Read on Financial Times: Johnson & Johnson Chief Looks to the Greater Good
Mitchell noted that “the promise was only for the duration of the pandemic.”
If past is prologue, then J&J’s history with another life-saving drug, Bedaquiline, is worth a closer look. Bedaquiline, which came on the market in 2012, is considered a game-changer treatment for people with drug-resistant tuberculosis.
“Bedaquiline was developed with considerable taxpayer, non-profit and philanthropic support. Much of the critical work to inform the use of the drug and demonstrate its therapeutic value was conducted by the TB research community, health ministries, and treatment providers including MSF, and was financed by taxpayers and other donors,” according to an article posted Jan. 20, 2020 on the website of doctorswithoutborders.org.
Read on DoctorsWithoutBorders.org: MSF Calls on Johnson & Johnson to Lower Price of Lifesaving TB Drug
J&J holds the patent on Bedaquiline, according to Doctors Without Borders (Medicins Sans Frontieres). The medical organization, which calls itself the largest nongovernmental provider of TB treatment worldwide, reports that J&J has priced Bedaquiline beyond the ability of most patients in poorer countries to pay.

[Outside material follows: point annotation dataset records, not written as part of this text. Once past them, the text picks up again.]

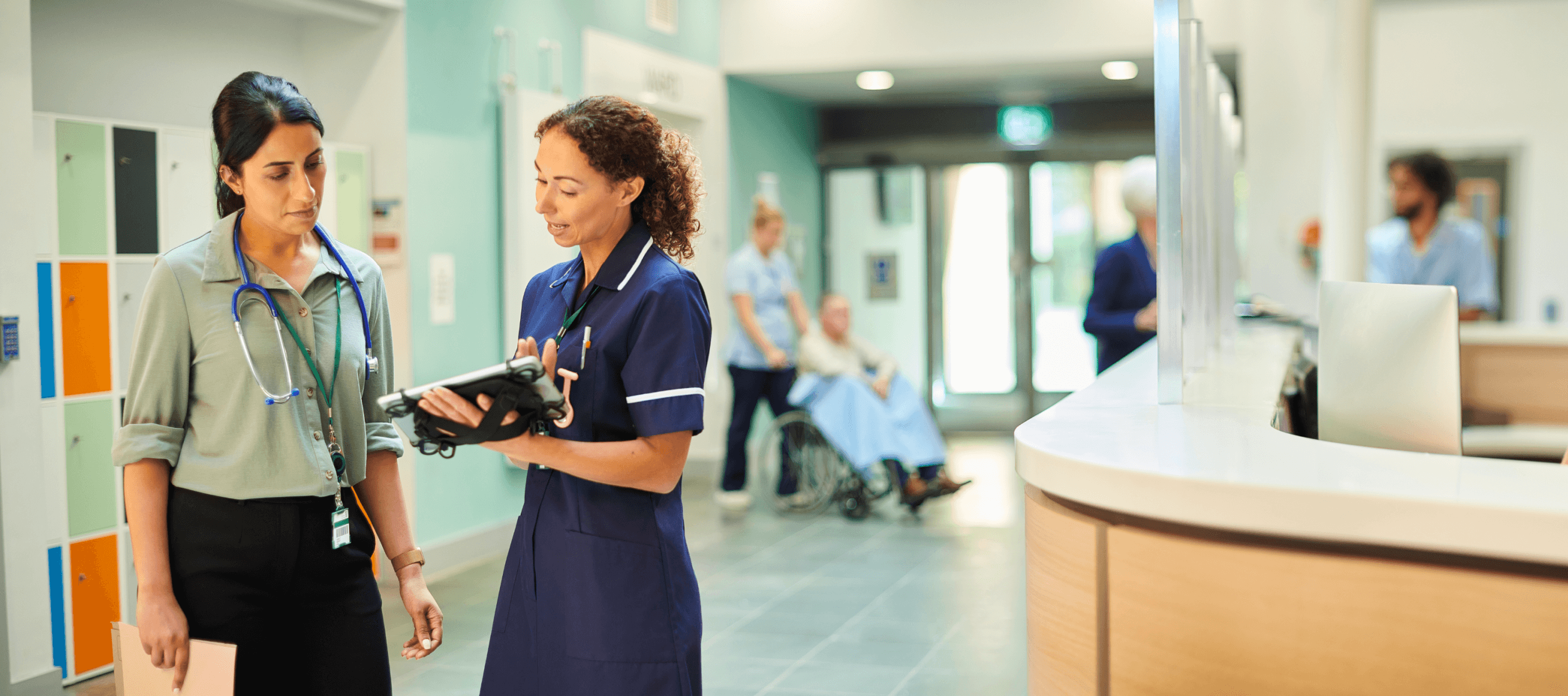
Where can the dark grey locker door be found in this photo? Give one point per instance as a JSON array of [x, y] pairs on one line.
[[135, 192]]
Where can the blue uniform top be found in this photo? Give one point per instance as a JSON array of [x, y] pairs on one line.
[[769, 281], [1123, 286], [598, 594], [1457, 255]]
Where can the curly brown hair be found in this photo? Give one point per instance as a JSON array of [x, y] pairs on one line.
[[623, 142]]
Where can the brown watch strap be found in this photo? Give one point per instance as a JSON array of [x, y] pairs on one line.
[[406, 559]]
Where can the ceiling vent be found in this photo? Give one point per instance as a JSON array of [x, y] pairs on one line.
[[662, 16]]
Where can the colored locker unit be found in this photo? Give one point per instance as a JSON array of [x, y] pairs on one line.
[[82, 187], [130, 284], [135, 192], [46, 329], [90, 469], [187, 204], [84, 328], [95, 601]]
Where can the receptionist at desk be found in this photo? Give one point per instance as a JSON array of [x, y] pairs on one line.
[[1421, 248]]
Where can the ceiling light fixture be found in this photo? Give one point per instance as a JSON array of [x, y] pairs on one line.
[[1120, 70], [874, 81]]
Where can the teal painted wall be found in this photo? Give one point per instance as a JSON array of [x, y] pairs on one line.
[[778, 134], [453, 200]]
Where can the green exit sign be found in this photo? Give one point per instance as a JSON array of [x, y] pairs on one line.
[[1023, 126]]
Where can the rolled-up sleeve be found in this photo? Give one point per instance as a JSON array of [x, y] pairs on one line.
[[664, 378], [380, 433], [157, 394]]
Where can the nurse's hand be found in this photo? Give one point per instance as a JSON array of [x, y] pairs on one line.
[[529, 347], [165, 635], [422, 609]]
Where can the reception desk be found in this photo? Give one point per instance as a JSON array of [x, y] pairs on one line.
[[1195, 549]]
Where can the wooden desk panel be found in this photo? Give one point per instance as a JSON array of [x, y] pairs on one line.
[[1526, 382], [1194, 617]]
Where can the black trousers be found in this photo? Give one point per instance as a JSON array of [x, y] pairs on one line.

Although 484,000 people develop drug resistant TB annually, a total of only 37,000 have received Bedaquiline since the treatment was approved in 2012, the article states. Doctors Without Borders kicked off protests in October 2019 in front of J&J offices around the world calling for the company to cut the price of Bedaquiline in half to $1 a day for people with drug resistant TB.
Read on MSF.org: Johnson & Johnson Must Halve Price of Lifesaving TB Drug
In January 2020 when J&J released its 2019 earnings report showing $82.1 billion in sales, Doctors Without Borders and its supporters protested in front of the New York Stock Exchange.